De Raad van State heeft in zijn overwegingen gekeken naar de relevante wetgeving, waaronder de Tijdelijke subsidieregeling maatwerkadviezen voor woningen. De uitspraak van de Raad van State zal bepalend zijn voor de beoordeling van de aanvraag en de voorwaarden waaronder subsidie kan worden verstrekt aan eigenaar-bewoners.

Uitspraak

201102187/1/A4.
Datum uitspraak: 4 april 2012
AFDELING
BESTUURSRECHTSPRAAK
Uitspraak in het geding tussen:
[appellant], woonplaats kiezend te Nieuwleusen, gemeente Dalfsen,
en
de minister van Binnenlandse Zaken en Koninkrijksrelaties,
verweerder.
1. Procesverloop
Bij besluit van 17 augustus 2010 heeft de minister voor Wonen, Wijken en Integratie een aanvraag van [appellant] om subsidie voor het laten opstellen van een maatwerkadvies afgewezen.
Bij besluit van 4 november 2010 heeft de minister van Binnenlandse Zaken en Koninkrijksrelaties het hiertegen door [appellant] gemaakte bezwaar ongegrond verklaard.
Tegen dit besluit heeft [appellant] bij brief, bij de rechtbank Zwolle-Lelystad ingekomen op 13 december 2010, beroep ingesteld. De rechtbank heeft het beroep ter verdere behandeling doorgezonden aan de Raad van State.
De minister heeft een verweerschrift ingediend.
[appellant] heeft nadere stukken ingediend.
De zaak is door een meervoudige kamer van de Afdeling verwezen naar een enkelvoudige.

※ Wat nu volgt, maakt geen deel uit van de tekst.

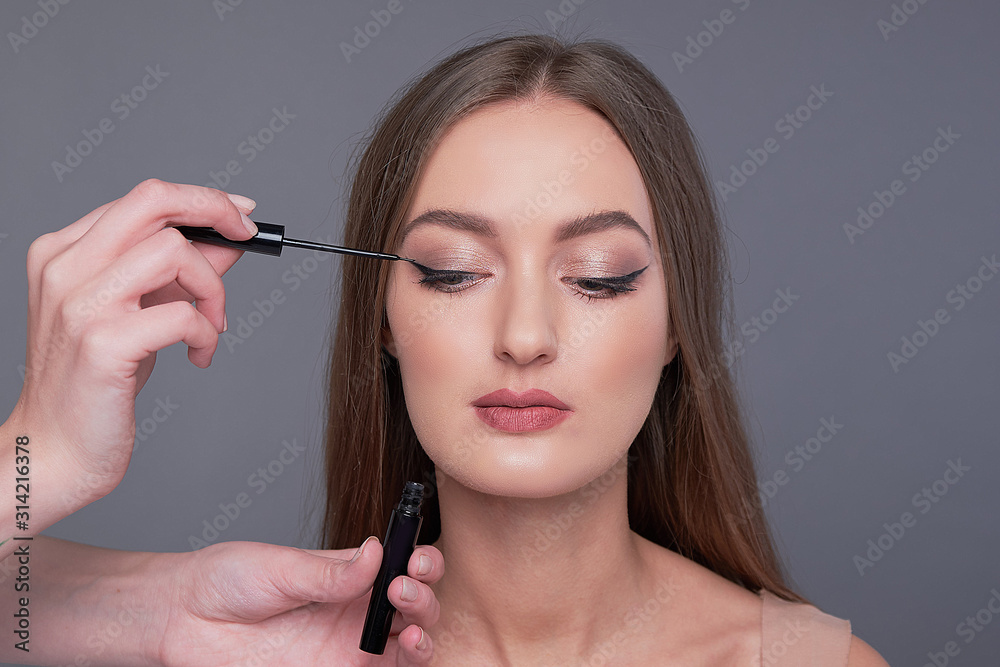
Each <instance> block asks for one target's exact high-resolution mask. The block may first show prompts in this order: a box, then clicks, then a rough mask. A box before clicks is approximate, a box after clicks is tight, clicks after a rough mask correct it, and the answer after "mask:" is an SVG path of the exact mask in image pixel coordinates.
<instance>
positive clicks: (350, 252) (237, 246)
mask: <svg viewBox="0 0 1000 667" xmlns="http://www.w3.org/2000/svg"><path fill="white" fill-rule="evenodd" d="M254 224H255V225H257V230H258V231H257V234H256V235H255V236H254V237H253V238H251V239H248V240H246V241H234V240H232V239H227V238H226V237H225V236H223V235H222V234H220V233H219V232H217V231H215V230H214V229H212V228H211V227H187V226H178V227H176V228H175V229H177V230H178V231H179V232H180V233H181V234H183V235H184V237H185V238H187V239H189V240H191V241H202V242H204V243H211V244H212V245H219V246H225V247H227V248H236V249H237V250H247V251H249V252H256V253H258V254H261V255H273V256H275V257H279V256H280V255H281V251H282V250H283V249H284V248H285V246H290V247H292V248H305V249H306V250H321V251H323V252H335V253H340V254H342V255H356V256H358V257H371V258H373V259H393V260H396V259H401V260H403V261H404V262H412V263H414V264H416V263H417V262H416V261H415V260H412V259H410V258H409V257H400V256H399V255H393V254H391V253H387V252H374V251H371V250H358V249H357V248H345V247H344V246H338V245H330V244H329V243H317V242H315V241H303V240H300V239H289V238H285V226H284V225H276V224H273V223H270V222H254Z"/></svg>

De Afdeling heeft de zaak ter zitting behandeld op 16 maart 2012, waar de minister, vertegenwoordigd door mr. K. Ulmer, werkzaam bij Agentschap NL, is verschenen.
2. Overwegingen
2.1. Ingevolge artikel 3, eerste lid, van de Tijdelijke subsidieregeling maatwerkadviezen voor woningen, voor zover hier van belang, kan de minister aan een eigenaar-bewoner subsidie verstrekken voor het laten opstellen van een maatwerkadvies voor de betrokken woning.
Ingevolge artikel 1, aanhef en onder d, wordt onder eigenaar-bewoner verstaan: natuurlijke persoon die een woning in eigendom heeft en daarin zijn hoofdverblijf heeft.

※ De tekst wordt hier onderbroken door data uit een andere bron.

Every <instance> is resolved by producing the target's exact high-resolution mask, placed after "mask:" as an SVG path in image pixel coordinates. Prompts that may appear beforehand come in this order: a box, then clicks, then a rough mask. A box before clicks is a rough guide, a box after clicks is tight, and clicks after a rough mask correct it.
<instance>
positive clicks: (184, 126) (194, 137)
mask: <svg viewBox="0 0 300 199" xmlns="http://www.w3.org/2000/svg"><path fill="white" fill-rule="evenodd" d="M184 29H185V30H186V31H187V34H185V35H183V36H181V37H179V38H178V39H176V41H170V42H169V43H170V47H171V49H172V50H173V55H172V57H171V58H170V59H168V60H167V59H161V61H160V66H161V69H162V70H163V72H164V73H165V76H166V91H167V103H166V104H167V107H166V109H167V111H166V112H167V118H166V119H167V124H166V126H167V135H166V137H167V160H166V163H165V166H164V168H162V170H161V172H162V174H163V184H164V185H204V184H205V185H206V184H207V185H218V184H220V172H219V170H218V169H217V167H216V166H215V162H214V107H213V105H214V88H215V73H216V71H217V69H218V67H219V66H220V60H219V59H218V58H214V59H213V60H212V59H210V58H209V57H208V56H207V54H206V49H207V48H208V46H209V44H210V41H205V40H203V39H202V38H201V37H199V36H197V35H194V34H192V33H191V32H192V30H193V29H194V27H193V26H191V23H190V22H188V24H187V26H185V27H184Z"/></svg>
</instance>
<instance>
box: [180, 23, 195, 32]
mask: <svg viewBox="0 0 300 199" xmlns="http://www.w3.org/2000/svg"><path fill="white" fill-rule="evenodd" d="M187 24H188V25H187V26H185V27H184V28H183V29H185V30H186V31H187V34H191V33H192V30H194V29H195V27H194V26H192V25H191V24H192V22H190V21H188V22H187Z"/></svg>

2.2. Het in opdracht van [appellant] opgestelde maatwerkadvies heeft betrekking op de woning aan de Parallelweg 2 te Onna. Niet in geschil is dat [appellant] eigenaar is van deze woning.
2.3. [appellant] voert aan dat de minister ten onrechte zijn aanvraag om subsidie heeft afgewezen omdat hij in de woning niet zijn hoofdverblijf heeft. Volgens [appellant] heeft hij in de woning wel zijn hoofdverblijf, nu deze woning zijn enige woning is en te allen tijde tot zijn beschikking staat. Dat de woning alleen in de zomermaanden wordt gebruikt, doet hier niet aan af, aldus [appellant]. Volgens hem rust de bewijslast in dit geval op de minister.
2.3.1. Onder verwijzing naar de uitspraak van 29 maart 2006 in zaak nr.